During the Nigerian third republic, Adeleke ran for governor of the newly created Osun State which was carved out from Oyo State. He was a member of SDP the dominant party in the state. The front runner was a lawyer, Ladosu Ladapo, but after a close primary in which Adeleke came second, Adeleke was able to win a runoff. He was then elected the first civilian governor of Osun State in 1992. Notable decisions made by Adeleke was the establishment of a polytechnic at Iree, a college of technology at Esa-Oke and the completion of the Osun State Broadcasting Corporation. However, in 1994, after the dissolution of the republic, Adeleke pitched its tent to the opposition group, Afenifere but later switched to join a Democratic Party of Nigeria, a new political party with support from close associates of Abacha.
In 2007, Adeleke was elected senator for Osun West. His main competitor was Mudasiru Oyetunde Hussein, standing for the Action Congress. Hussein had spent two terms in the House of Representatives (1999–2007) as a member of the Alliance for Democracy party in a Lagos State constituency, but originated from Osun state. Hussein appealed the election unsuccessfully.
Isiaka Adetunji Adeleke was appointed to committees on Upstream Petroleum Resources, Integration and Cooperation, Housing and Air Force.

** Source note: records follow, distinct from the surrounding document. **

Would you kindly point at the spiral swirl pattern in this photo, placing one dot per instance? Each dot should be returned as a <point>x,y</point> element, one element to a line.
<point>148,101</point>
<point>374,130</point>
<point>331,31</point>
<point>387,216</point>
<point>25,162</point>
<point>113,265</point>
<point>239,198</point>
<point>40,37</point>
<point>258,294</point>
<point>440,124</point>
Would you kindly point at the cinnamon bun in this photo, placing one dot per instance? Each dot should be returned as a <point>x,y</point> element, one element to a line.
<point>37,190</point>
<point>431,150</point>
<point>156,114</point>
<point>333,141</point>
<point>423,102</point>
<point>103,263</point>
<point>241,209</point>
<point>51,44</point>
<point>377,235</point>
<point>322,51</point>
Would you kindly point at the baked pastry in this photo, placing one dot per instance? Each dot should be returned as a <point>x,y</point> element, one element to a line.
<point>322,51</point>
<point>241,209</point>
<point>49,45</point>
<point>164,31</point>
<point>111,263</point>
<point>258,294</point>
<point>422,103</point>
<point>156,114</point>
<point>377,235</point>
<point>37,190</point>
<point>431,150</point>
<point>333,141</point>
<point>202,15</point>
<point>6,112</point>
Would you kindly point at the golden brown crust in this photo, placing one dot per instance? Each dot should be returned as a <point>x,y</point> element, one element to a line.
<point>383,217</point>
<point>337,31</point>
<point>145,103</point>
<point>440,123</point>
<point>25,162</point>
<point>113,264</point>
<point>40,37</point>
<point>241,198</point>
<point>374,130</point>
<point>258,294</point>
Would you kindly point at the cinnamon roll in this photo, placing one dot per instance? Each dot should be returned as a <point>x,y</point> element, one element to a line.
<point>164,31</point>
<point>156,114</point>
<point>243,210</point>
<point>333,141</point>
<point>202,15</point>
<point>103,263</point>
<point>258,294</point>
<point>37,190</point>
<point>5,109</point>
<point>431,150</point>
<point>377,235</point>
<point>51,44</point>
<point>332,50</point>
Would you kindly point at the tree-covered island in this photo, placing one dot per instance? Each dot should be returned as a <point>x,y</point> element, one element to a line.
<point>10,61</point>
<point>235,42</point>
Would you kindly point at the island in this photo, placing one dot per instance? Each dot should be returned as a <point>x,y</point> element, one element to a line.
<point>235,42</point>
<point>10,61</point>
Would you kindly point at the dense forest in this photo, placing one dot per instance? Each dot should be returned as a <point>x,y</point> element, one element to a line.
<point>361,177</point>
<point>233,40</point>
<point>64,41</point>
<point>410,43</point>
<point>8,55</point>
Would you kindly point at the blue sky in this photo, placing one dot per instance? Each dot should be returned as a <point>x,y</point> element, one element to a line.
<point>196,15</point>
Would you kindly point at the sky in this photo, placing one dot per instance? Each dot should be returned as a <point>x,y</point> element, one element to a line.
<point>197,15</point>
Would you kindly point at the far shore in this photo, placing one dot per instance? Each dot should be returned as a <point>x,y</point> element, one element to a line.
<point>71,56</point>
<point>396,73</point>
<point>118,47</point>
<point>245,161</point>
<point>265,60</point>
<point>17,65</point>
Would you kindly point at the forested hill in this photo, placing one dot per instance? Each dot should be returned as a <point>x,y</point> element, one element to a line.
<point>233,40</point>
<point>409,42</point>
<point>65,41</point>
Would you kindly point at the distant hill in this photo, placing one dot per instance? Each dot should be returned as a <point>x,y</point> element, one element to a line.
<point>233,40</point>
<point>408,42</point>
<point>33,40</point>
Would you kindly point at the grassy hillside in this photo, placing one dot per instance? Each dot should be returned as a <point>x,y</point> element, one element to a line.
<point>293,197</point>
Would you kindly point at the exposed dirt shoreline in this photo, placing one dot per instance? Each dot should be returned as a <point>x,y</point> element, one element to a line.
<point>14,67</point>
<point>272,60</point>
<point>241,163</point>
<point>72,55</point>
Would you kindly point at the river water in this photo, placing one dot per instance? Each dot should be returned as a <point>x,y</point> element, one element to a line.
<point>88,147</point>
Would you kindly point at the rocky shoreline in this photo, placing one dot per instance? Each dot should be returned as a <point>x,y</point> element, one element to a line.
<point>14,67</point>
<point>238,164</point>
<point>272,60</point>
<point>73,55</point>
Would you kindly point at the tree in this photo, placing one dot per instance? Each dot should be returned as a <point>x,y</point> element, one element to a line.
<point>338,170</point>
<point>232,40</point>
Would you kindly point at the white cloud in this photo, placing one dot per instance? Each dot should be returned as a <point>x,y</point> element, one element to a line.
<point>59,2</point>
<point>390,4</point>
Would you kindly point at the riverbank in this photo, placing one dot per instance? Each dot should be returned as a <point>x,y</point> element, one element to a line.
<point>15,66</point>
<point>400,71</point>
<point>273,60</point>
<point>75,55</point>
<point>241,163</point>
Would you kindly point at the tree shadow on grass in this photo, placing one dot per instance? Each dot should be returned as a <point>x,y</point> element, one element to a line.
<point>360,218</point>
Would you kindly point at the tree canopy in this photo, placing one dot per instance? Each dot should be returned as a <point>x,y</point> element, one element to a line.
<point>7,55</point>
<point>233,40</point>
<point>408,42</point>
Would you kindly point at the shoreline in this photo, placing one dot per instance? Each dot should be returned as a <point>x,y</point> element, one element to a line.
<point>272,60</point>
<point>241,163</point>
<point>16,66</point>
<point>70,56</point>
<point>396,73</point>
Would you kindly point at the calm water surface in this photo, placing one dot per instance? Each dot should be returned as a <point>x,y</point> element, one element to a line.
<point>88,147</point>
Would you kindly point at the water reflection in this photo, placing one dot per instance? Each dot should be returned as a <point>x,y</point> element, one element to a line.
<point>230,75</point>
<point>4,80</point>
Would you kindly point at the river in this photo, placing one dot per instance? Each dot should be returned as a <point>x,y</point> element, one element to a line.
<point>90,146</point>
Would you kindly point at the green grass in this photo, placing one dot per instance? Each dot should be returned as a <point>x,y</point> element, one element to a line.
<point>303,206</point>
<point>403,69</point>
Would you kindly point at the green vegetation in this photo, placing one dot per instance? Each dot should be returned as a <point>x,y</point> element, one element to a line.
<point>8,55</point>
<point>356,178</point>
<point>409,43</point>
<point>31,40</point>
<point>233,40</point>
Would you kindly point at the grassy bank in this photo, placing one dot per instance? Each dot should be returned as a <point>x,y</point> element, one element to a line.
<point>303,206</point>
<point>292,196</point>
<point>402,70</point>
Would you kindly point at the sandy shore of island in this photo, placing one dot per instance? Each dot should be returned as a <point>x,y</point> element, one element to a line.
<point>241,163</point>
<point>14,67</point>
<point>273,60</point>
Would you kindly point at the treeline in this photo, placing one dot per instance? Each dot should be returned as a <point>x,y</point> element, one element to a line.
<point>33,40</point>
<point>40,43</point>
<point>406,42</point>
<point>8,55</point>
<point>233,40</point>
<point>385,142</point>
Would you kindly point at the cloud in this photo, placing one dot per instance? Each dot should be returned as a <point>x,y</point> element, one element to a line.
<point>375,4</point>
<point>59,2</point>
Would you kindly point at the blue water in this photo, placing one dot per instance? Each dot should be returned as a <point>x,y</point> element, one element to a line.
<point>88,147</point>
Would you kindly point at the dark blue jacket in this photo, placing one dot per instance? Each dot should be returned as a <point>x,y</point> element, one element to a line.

In March 2008, he instituted a scholarship award for about 100 indigent students in tertiary institutions across the country.

In July 2009, as chairman of the Senate Committee on INEC, Senator Isiaka Adetunji Adeleke praised the work of the Independent National Electoral Commission, saying "so far INEC has performed creditably well".
He has supported the rights of Nigerians living abroad to vote in Nigerian elections.
Adeleke, before his death was allegedly eyeing the governorship seat in Osun ahead of the 2018 election in the state.

==Death==
Adeleke suffered a heart attack. He died on 23 April 2017 at Biket Hospital in Osogbo, the Osun State capital. It was a sad experience for the residents of Osun State, his family and well-wishers.